The formal repetition, which can seem contrived and laborious in the text, is naturalized when presented as musical choreography.10 The four pairs of lovers are a prime instance of the transformation of repetition through a re-formulation of how it is performed. Their complementarity is imaged in the colour coding of their costumes, and embodied in the variation of their individual performance personalities and movements. Thus what otherwise reads as a multiplication of characters without the individuation that would represent a social group is made sense of through our enjoyment of visual pattern, dynamic contrast and symmetry in the spectacle staged by the musical. As Branagh also points out, the more subsidiary couples in the play, Dumaine and Katherine, and Longaville and Maria, have much more prominent roles here as dancers and singers who make up the rhythm and variation of the ensemble performance (Director?s commentary). This symbiosis of play and musical becomes one way of meeting critical reservations that the play?s slight, fanciful plot is overbalanced by elaborate verbal conceits that do not appear to perform a more significant function than their own game. 11 Whereas the word-games of the male enclosure of Navarre are often treated sternly by critics of the play as an immaturity on both their part and Shakespeare?s to be corrected later,12 in Branagh?s musical the songs? charming lightness of tone acts as an entirely enjoyable display of the charming silliness of love. As such, they quite possibly recuperate the charm of that dazzling verbal inventiveness which centuries of change in our idioms ? and of expecting a particular kind of serious meaning in Shakespeare?s language ? has dulled.

Spectatorship as Recollection: ?They Can?t Take That Away From Me?

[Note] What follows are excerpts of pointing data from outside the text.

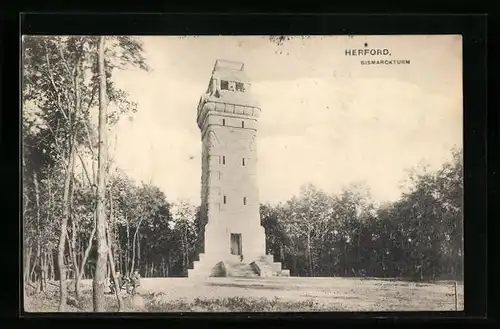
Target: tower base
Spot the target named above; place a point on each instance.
(233, 266)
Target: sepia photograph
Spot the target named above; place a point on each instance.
(242, 173)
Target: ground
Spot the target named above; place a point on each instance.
(265, 294)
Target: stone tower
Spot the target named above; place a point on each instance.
(227, 117)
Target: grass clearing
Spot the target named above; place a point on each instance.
(264, 295)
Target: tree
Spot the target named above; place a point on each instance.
(102, 248)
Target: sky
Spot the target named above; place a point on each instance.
(326, 119)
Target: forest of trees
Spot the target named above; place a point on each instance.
(76, 202)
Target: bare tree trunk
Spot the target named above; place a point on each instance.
(74, 253)
(309, 253)
(133, 246)
(27, 261)
(63, 289)
(52, 268)
(38, 233)
(113, 273)
(127, 263)
(87, 251)
(102, 249)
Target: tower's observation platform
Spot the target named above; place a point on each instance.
(228, 120)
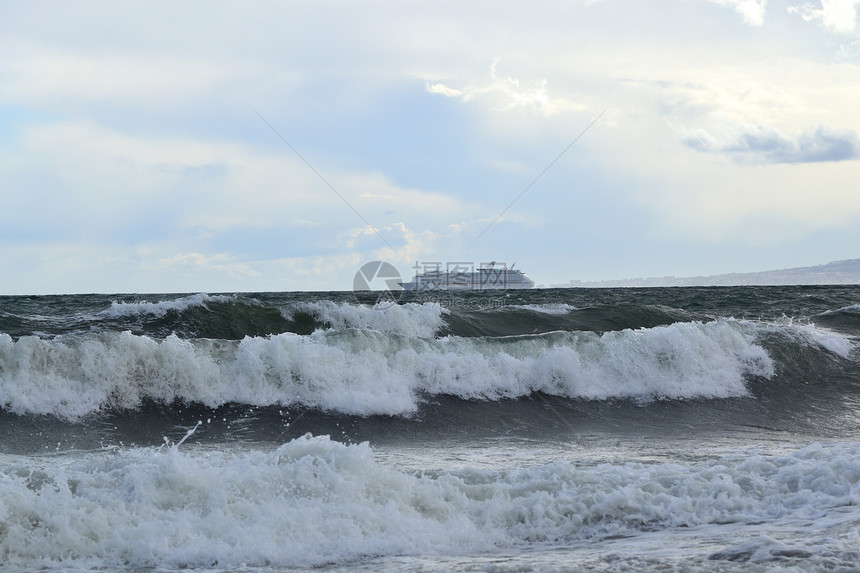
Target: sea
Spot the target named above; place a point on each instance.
(653, 429)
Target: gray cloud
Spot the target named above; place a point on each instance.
(765, 144)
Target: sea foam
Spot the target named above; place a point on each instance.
(161, 308)
(411, 319)
(367, 372)
(315, 502)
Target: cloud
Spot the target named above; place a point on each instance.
(766, 144)
(838, 16)
(753, 11)
(505, 94)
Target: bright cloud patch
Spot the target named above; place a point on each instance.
(836, 15)
(765, 144)
(752, 10)
(508, 93)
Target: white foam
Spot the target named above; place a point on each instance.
(411, 319)
(159, 309)
(549, 308)
(315, 502)
(367, 372)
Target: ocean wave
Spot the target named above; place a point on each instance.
(547, 308)
(412, 319)
(161, 308)
(315, 502)
(367, 372)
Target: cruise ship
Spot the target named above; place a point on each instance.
(485, 278)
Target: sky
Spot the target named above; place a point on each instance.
(279, 146)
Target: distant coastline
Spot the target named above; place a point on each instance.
(834, 273)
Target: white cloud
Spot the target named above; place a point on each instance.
(765, 144)
(506, 94)
(753, 11)
(838, 16)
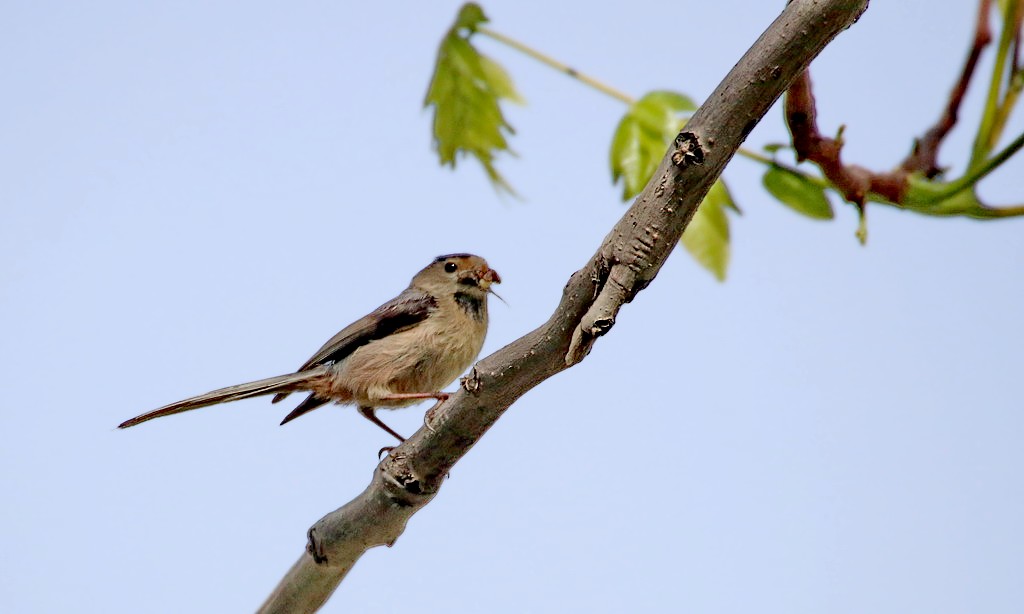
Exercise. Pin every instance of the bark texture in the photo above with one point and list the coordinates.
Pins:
(625, 263)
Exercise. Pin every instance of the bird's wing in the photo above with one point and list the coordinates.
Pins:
(408, 309)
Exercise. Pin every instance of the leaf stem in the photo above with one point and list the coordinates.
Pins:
(554, 63)
(988, 129)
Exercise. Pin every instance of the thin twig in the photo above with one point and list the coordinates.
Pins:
(925, 156)
(554, 63)
(854, 182)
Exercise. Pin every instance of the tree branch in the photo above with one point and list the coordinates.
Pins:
(854, 182)
(626, 262)
(925, 157)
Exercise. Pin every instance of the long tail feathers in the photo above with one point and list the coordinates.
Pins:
(280, 384)
(311, 402)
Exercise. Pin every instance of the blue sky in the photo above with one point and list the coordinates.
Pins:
(197, 194)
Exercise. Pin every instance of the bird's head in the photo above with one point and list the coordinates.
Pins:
(460, 273)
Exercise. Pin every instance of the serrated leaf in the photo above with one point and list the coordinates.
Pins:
(798, 192)
(642, 137)
(465, 92)
(707, 238)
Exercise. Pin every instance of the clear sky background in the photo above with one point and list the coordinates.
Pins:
(200, 193)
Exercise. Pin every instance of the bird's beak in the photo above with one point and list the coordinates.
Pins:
(489, 275)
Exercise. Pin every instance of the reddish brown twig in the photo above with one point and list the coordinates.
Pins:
(925, 156)
(854, 182)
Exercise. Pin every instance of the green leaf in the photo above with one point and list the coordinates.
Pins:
(939, 198)
(465, 92)
(707, 238)
(799, 192)
(643, 136)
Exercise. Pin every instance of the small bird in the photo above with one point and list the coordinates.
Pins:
(404, 351)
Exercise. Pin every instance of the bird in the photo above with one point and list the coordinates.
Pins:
(404, 351)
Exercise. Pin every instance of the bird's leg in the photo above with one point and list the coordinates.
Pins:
(368, 412)
(428, 418)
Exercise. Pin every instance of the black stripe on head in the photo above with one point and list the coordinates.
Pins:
(446, 256)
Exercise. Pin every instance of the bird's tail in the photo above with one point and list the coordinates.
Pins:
(289, 383)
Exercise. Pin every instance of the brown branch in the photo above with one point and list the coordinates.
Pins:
(925, 156)
(626, 262)
(854, 182)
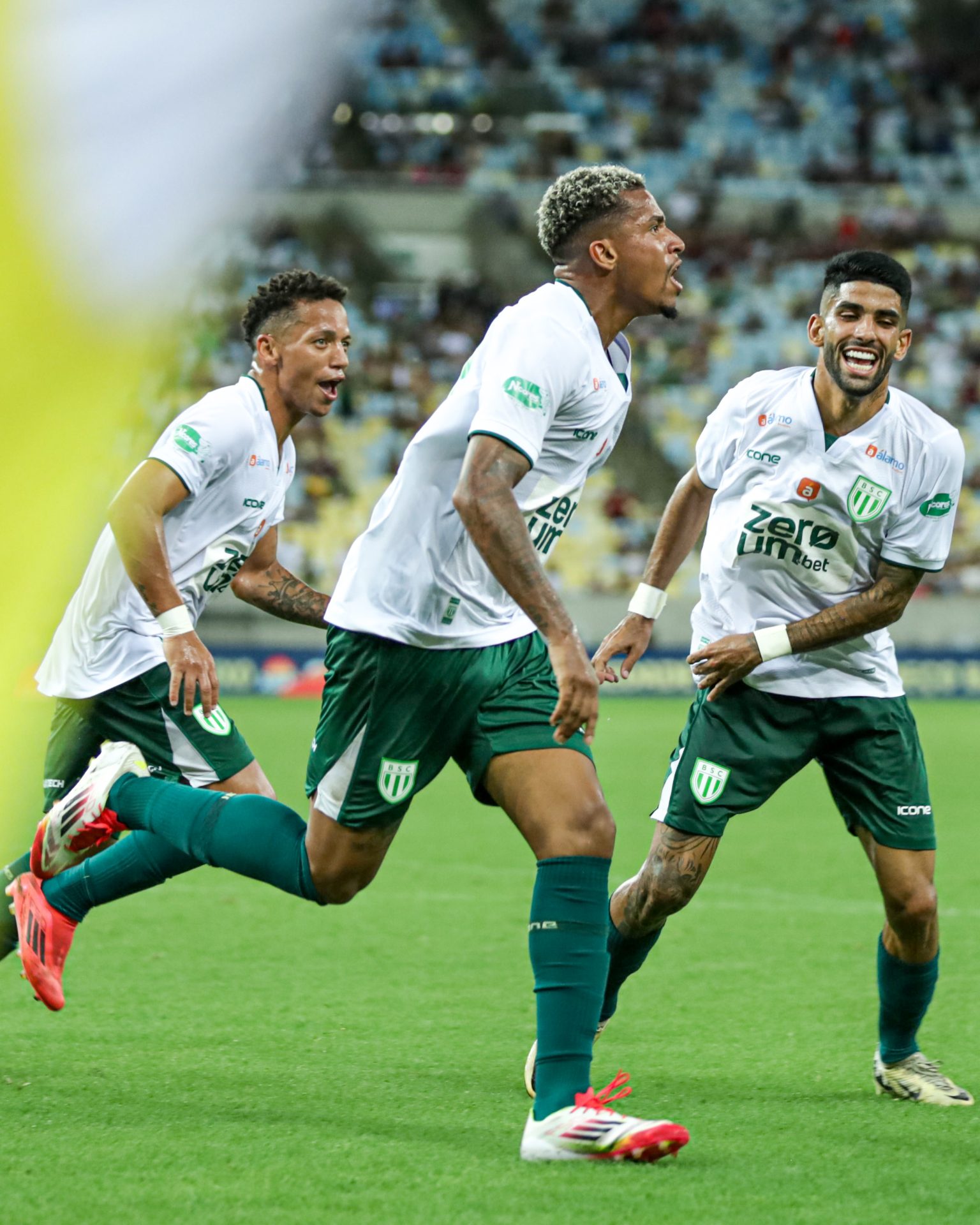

The second strategy of adaptation in Love?s Labour?s Lost involves the role of the spectator and his knowledge of the songs as well as the feeling of memory and nostalgia they evoke. Relegated to the status of ?minor Shakespeare?,13 Love?s Labour?s Lost appears an unexpected choice for a director famed for making Shakespeare accessible to the modern masses. And yet, its relative obscurity is what allows the songs ?to work its magic?, to use the popular expression. In an interview with the Belfast Telegraph, Branagh acknowledges the creative freedom that the play allows, since he had ?the added advantage of knowing that the audience would not be sitting and waiting for the balcony scene or for Hamlet to start talking to the skull of Yorick? (?Trust?). Whereas in other film adaptations, the spectator?s knowledge of Shakespeare is often crucial to the negotiation of Shakespeare and the popular, 14 in Love?s Labour?s Lost it is the spectator?s recognition of the musical form (and crucially, the songs) that performs this function. The sense of expectation the film draws on is not the anticipation of famous speeches or scenes from the Shakespearean play but rather the recollection of the experience of old musicals from that bygone era. However, the spectatorial experience in Love?s Labour?s Lost is constructed not through explicit visual memory but through a more subtle process of what is known in the field of psychology as ?implicit memory?. 15

Samuel Crowl, writing on the film, notes that ?[t]he songs of the 1930s that I inherited from my parents have not survived to swirl through the imaginations of the rock generation. They just didn?t get the film?s daft and deft musical jokes? (40). However, Love?s Labour?s Lost recalls not so much a specific musical from the 1930s or 40s but rather the feel of one. It is dependent on what can only be expressed as a trace of memory, a palimpsest, rather than a re-enactment of an actual scene or flashback.

Kenneth Branagh's Love's Labour's Lost 8.9 of 10 on the basis of 2402 Review.